You're in good hands. But maybe you shouldn't drive a car in North Carolina.
Want to know how Amendment One will affect automobile insurance in North Carolina? Vote for it and see.
The typical automobile liability, or uninsured / underinsured motorist, insurance policy, provides coverage to "You", the policyholder, or "any family member", meaning your child or spouse. Under North Carolina law "foreign" insurance policies (meaning those written in other states) are construed under the law of the State where the policy was written. So if one spouse (in a same sex marriage) is driving from Massachusetts to Florida and has an accident in North Carolina on Interstate 95, he or she will be covered under his or her spouse's Massachusetts auto insurance policy, written in a State where same sex marriage is the law of the land.
But will North Carolina courts enforce an out-of-state contract which violates North Carolina's Constitution and public policy? Can they "recognize" a contract founded on a marriage which the State Constitution says is unlawful? Partners in same sex marriages are not "family members" in North Carolina.

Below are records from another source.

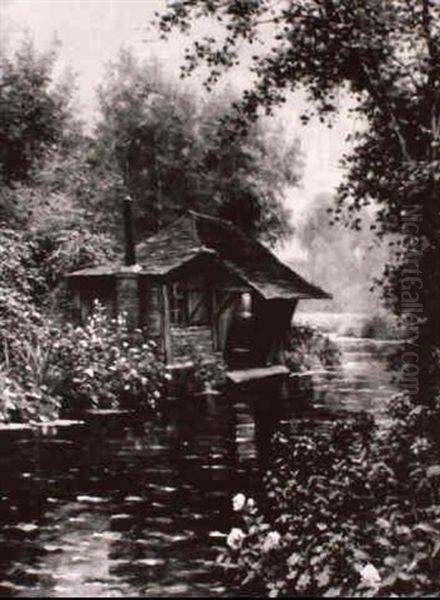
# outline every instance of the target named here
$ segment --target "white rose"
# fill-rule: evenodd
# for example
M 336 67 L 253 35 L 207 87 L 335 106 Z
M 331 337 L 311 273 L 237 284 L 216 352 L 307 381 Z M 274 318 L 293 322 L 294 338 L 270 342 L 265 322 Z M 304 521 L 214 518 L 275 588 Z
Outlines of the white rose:
M 232 507 L 235 512 L 240 512 L 243 510 L 245 504 L 246 496 L 244 494 L 235 494 L 235 496 L 232 498 Z
M 377 586 L 381 581 L 379 571 L 371 563 L 365 565 L 360 572 L 360 576 L 362 581 L 371 587 Z
M 226 538 L 226 543 L 232 550 L 239 550 L 246 536 L 239 527 L 233 527 Z
M 266 539 L 263 542 L 263 552 L 270 552 L 280 545 L 281 536 L 278 531 L 269 531 Z

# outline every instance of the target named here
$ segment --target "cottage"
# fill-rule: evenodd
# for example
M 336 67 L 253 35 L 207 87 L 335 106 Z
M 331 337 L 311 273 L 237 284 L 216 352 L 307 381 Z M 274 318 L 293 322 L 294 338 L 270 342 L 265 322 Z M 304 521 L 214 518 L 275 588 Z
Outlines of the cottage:
M 188 363 L 191 347 L 234 371 L 282 365 L 298 301 L 329 298 L 232 223 L 189 211 L 134 247 L 126 216 L 126 264 L 68 276 L 76 318 L 95 298 L 126 311 L 169 365 Z

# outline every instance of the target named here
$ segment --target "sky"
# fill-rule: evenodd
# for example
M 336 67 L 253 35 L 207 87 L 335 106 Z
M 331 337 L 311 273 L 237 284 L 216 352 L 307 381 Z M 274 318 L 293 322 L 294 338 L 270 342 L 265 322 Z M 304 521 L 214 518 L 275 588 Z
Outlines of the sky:
M 164 42 L 149 27 L 154 13 L 164 7 L 166 0 L 0 0 L 0 36 L 9 48 L 25 33 L 42 49 L 57 38 L 61 42 L 59 68 L 70 68 L 77 74 L 79 105 L 84 118 L 93 123 L 96 86 L 106 63 L 122 46 L 131 48 L 140 58 L 156 56 L 165 71 L 177 77 L 188 39 L 174 33 Z M 216 31 L 210 33 L 215 35 Z M 242 89 L 246 81 L 242 66 L 229 76 L 228 83 Z M 200 76 L 194 85 L 202 89 Z M 358 127 L 346 111 L 332 129 L 319 122 L 304 127 L 299 122 L 302 108 L 304 98 L 292 95 L 278 114 L 286 135 L 299 137 L 304 155 L 302 184 L 287 193 L 287 205 L 293 209 L 296 221 L 306 214 L 317 194 L 335 190 L 341 179 L 339 160 L 346 148 L 345 137 Z M 289 260 L 301 251 L 293 239 L 280 254 Z

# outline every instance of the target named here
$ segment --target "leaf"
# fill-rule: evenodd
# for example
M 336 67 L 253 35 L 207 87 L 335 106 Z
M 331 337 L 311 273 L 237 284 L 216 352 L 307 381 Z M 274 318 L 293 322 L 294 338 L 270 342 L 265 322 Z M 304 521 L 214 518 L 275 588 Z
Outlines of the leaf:
M 432 465 L 426 469 L 426 477 L 429 479 L 433 477 L 440 477 L 440 465 Z
M 396 563 L 397 563 L 397 559 L 395 556 L 386 556 L 383 561 L 383 564 L 386 565 L 387 567 L 394 567 L 394 565 Z
M 417 525 L 414 526 L 414 530 L 415 531 L 424 531 L 425 533 L 434 533 L 437 535 L 440 533 L 438 531 L 438 529 L 436 529 L 429 523 L 417 523 Z
M 315 577 L 316 581 L 319 584 L 319 587 L 327 587 L 331 581 L 331 571 L 329 567 L 324 567 L 324 569 Z
M 384 548 L 389 548 L 390 546 L 392 546 L 391 542 L 382 536 L 377 537 L 376 542 Z
M 378 519 L 376 519 L 376 523 L 382 529 L 389 529 L 389 527 L 391 526 L 391 523 L 389 521 L 387 521 L 386 519 L 384 519 L 383 517 L 379 517 Z
M 340 598 L 342 596 L 342 589 L 340 587 L 331 587 L 323 593 L 324 598 Z

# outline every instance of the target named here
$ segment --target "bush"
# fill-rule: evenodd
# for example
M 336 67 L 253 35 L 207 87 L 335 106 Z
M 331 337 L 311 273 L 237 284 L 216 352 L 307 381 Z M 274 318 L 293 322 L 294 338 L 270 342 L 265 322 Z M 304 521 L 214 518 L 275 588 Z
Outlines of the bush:
M 389 340 L 399 337 L 396 324 L 391 317 L 381 315 L 369 317 L 362 325 L 361 337 L 377 340 Z
M 330 337 L 309 325 L 290 329 L 286 365 L 292 372 L 313 369 L 333 370 L 341 364 L 341 352 Z
M 257 507 L 220 558 L 233 585 L 276 596 L 437 596 L 440 408 L 400 396 L 392 426 L 371 417 L 328 434 L 280 432 Z
M 9 308 L 14 318 L 27 310 L 15 301 Z M 3 339 L 1 421 L 55 418 L 63 409 L 157 409 L 170 376 L 155 343 L 130 332 L 123 316 L 110 319 L 96 305 L 84 327 L 24 323 Z
M 31 421 L 58 413 L 50 394 L 47 327 L 34 296 L 42 286 L 32 248 L 0 230 L 0 421 Z
M 17 378 L 0 366 L 0 422 L 50 419 L 58 414 L 59 404 L 45 384 L 38 385 L 27 373 Z
M 55 325 L 43 308 L 66 270 L 107 251 L 104 241 L 47 223 L 26 234 L 0 229 L 0 420 L 156 406 L 166 373 L 154 342 L 100 307 L 79 328 Z
M 111 319 L 99 303 L 84 327 L 66 325 L 52 347 L 54 393 L 68 409 L 154 411 L 170 378 L 155 342 L 130 331 L 124 315 Z

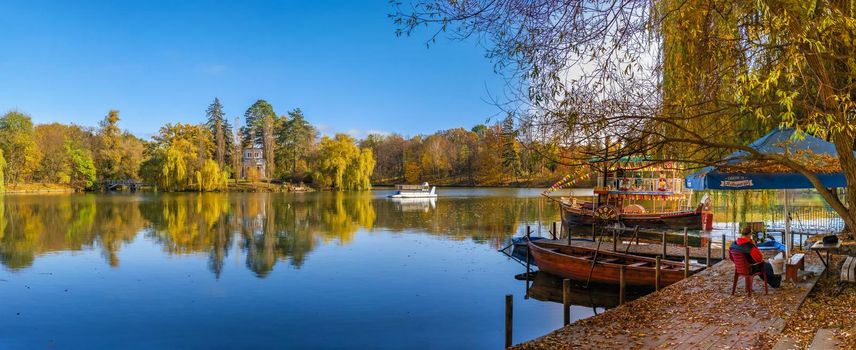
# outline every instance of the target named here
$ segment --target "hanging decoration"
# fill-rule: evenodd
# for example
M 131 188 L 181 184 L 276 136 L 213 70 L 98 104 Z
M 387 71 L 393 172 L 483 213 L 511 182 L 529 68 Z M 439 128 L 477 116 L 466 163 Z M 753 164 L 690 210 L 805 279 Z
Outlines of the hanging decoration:
M 576 185 L 577 182 L 586 180 L 590 176 L 591 176 L 590 172 L 584 173 L 584 174 L 580 175 L 579 177 L 574 177 L 571 174 L 565 175 L 565 177 L 563 177 L 561 180 L 554 183 L 553 186 L 550 186 L 550 188 L 548 188 L 546 191 L 544 191 L 544 194 L 552 193 L 552 192 L 555 192 L 557 190 L 561 190 L 563 188 Z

Again, if Amendment One passes, I wouldn't advise anyone married lawfully in a same sex marriage from another state to test that question. Don't drive a car in North Carolina.

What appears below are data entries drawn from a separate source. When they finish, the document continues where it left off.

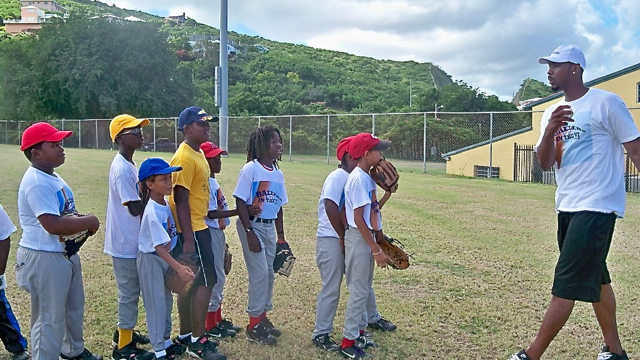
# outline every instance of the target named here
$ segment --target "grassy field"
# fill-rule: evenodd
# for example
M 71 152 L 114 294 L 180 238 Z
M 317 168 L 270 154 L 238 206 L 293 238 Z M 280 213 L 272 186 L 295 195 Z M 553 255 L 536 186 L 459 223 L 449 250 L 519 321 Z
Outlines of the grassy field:
M 17 189 L 27 160 L 16 146 L 5 154 L 0 203 L 17 224 Z M 58 172 L 75 193 L 80 212 L 105 218 L 107 176 L 115 152 L 67 149 Z M 141 162 L 150 153 L 139 152 Z M 169 154 L 163 155 L 168 159 Z M 232 192 L 242 157 L 223 160 L 219 181 Z M 230 359 L 338 359 L 310 341 L 320 278 L 315 266 L 317 201 L 325 176 L 335 165 L 283 162 L 290 203 L 285 207 L 286 237 L 298 258 L 290 278 L 277 277 L 273 322 L 284 332 L 275 347 L 249 344 L 241 333 L 224 340 Z M 401 167 L 402 168 L 402 167 Z M 383 209 L 385 229 L 413 253 L 405 271 L 376 269 L 374 287 L 383 316 L 394 333 L 374 333 L 378 359 L 506 359 L 534 337 L 550 298 L 557 258 L 554 187 L 425 175 L 403 171 L 400 189 Z M 628 196 L 627 217 L 618 222 L 609 266 L 618 297 L 623 345 L 640 353 L 640 197 Z M 15 263 L 20 234 L 13 236 L 9 269 Z M 102 253 L 103 228 L 81 251 L 87 303 L 87 347 L 110 356 L 116 325 L 116 286 L 109 257 Z M 226 286 L 224 315 L 246 325 L 246 270 L 235 229 L 227 231 L 234 267 Z M 28 333 L 29 301 L 7 271 L 8 297 Z M 344 286 L 343 286 L 344 287 Z M 347 290 L 335 321 L 336 339 L 344 319 Z M 140 302 L 138 328 L 146 333 Z M 174 313 L 174 318 L 177 314 Z M 177 329 L 177 320 L 174 323 Z M 567 326 L 547 352 L 547 359 L 595 359 L 602 346 L 588 304 L 578 304 Z M 8 358 L 2 352 L 0 358 Z M 184 357 L 186 359 L 186 356 Z

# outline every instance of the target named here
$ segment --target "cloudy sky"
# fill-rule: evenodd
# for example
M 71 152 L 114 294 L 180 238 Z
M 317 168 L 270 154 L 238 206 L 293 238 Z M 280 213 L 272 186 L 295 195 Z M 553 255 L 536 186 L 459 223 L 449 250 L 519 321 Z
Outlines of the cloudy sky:
M 114 3 L 220 24 L 219 0 Z M 587 81 L 640 62 L 638 0 L 230 0 L 229 29 L 377 59 L 433 62 L 454 80 L 505 100 L 527 77 L 546 82 L 537 59 L 560 44 L 584 50 Z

I'm not gay, but I'm living with an opposite sex partner. Will Amendment One affect me?
I've limited my discussion here to same sex couples, because I believe the sole reason this Amendment is on the ballot is to enshrine bigotry against gay and lesbian people in our Constitution. The short answer is "yes," it will affect you. For a much longer answer, please see this paper by Professor Maxine Eichner of the University of North Carolina School of Law. I'll add that I am deeply indebted to Professor Eichner for her writing on the Amendment, some of which has guided me as I wrote this post.
What is to be done?
In evaluating any law, one should examine its benefits in light of its drawbacks. In this post, I've attempted to highlight certain and potential drawbacks of Amendment One. Personally, I foresee no benefit whatsoever from the Amendment, but I recognize that many have religious reasons (the only beliefs I would concede are even potentially valid) for supporting marriage restrictions.
Even those voters should consider the harm this Amendment will do, before deciding whether to vote for or against.

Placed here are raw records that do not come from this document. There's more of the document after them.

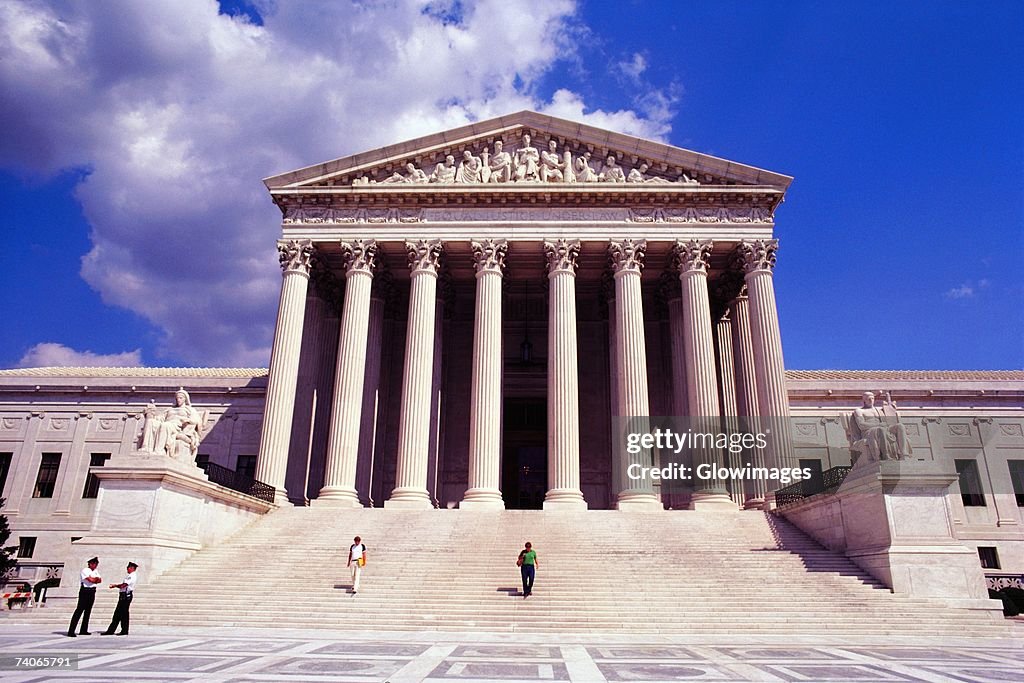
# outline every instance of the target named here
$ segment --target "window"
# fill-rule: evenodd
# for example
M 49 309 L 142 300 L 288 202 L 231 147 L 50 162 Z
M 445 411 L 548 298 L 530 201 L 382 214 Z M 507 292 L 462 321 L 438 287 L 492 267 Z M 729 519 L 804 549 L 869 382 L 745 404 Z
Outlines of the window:
M 196 455 L 196 467 L 201 469 L 203 472 L 206 471 L 206 466 L 210 464 L 210 455 L 208 453 L 199 453 Z
M 28 559 L 36 551 L 36 537 L 22 536 L 18 539 L 18 557 Z
M 809 479 L 803 480 L 803 492 L 804 495 L 813 495 L 820 493 L 825 490 L 825 479 L 822 477 L 821 472 L 821 460 L 817 458 L 800 460 L 800 469 L 808 469 L 811 471 Z
M 103 467 L 110 460 L 110 453 L 92 453 L 89 455 L 89 467 Z M 85 489 L 82 498 L 95 498 L 100 492 L 100 478 L 90 472 L 85 477 Z
M 4 486 L 7 485 L 7 473 L 11 471 L 11 458 L 14 453 L 0 453 L 0 495 L 3 495 Z
M 71 542 L 72 543 L 74 543 L 75 541 L 81 541 L 81 540 L 82 540 L 81 536 L 72 536 L 71 537 Z
M 978 558 L 982 569 L 999 569 L 999 553 L 995 548 L 978 546 Z
M 1007 460 L 1010 468 L 1010 481 L 1013 482 L 1013 493 L 1017 496 L 1017 505 L 1024 507 L 1024 460 Z
M 981 490 L 977 460 L 954 460 L 960 477 L 960 497 L 964 507 L 985 507 L 985 494 Z
M 235 472 L 249 479 L 256 478 L 256 456 L 240 455 L 235 464 Z
M 39 475 L 36 477 L 36 488 L 33 498 L 53 498 L 53 487 L 57 483 L 57 470 L 60 469 L 60 453 L 43 453 L 39 463 Z

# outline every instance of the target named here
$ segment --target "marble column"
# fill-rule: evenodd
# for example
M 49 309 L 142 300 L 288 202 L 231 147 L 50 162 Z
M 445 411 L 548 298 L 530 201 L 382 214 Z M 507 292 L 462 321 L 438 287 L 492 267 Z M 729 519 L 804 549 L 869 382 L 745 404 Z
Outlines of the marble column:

Even if I oppose same sex marriage, do I support stripping health insurance away from same sex partners of city and county employees, who bargained with their employers for those benefits?
Even if I oppose same sex marriage, do I support overturning legally valid wills?
Even if I oppose same sex marriage, do I want to interfere in my fellow citizens' personal health care decisions?
Even if I oppose same sex marriage, do I support taking children out of loving families, and giving them to the State?
Even if I oppose same sex marriage, do I want to increase the number of uninsured motorists driving on the highways of my State?
All of these are certain or potential consequences of Amendment One. I suspect that even most supporters of the Amendment don't want them to come to pass. Supporters of the Amendment should consider such consequences strongly, before deciding to vote in favor of what I submit is a most poorly thought out law.
I have further things to say about Amendment One. In the near future, I will post an interview with a same sex couple who will definitely be affected, for the worse, by passage of the law. I'll follow that with some thoughts about what opponents of the Amendment can do to oppose the Amendment politically between now and May 8.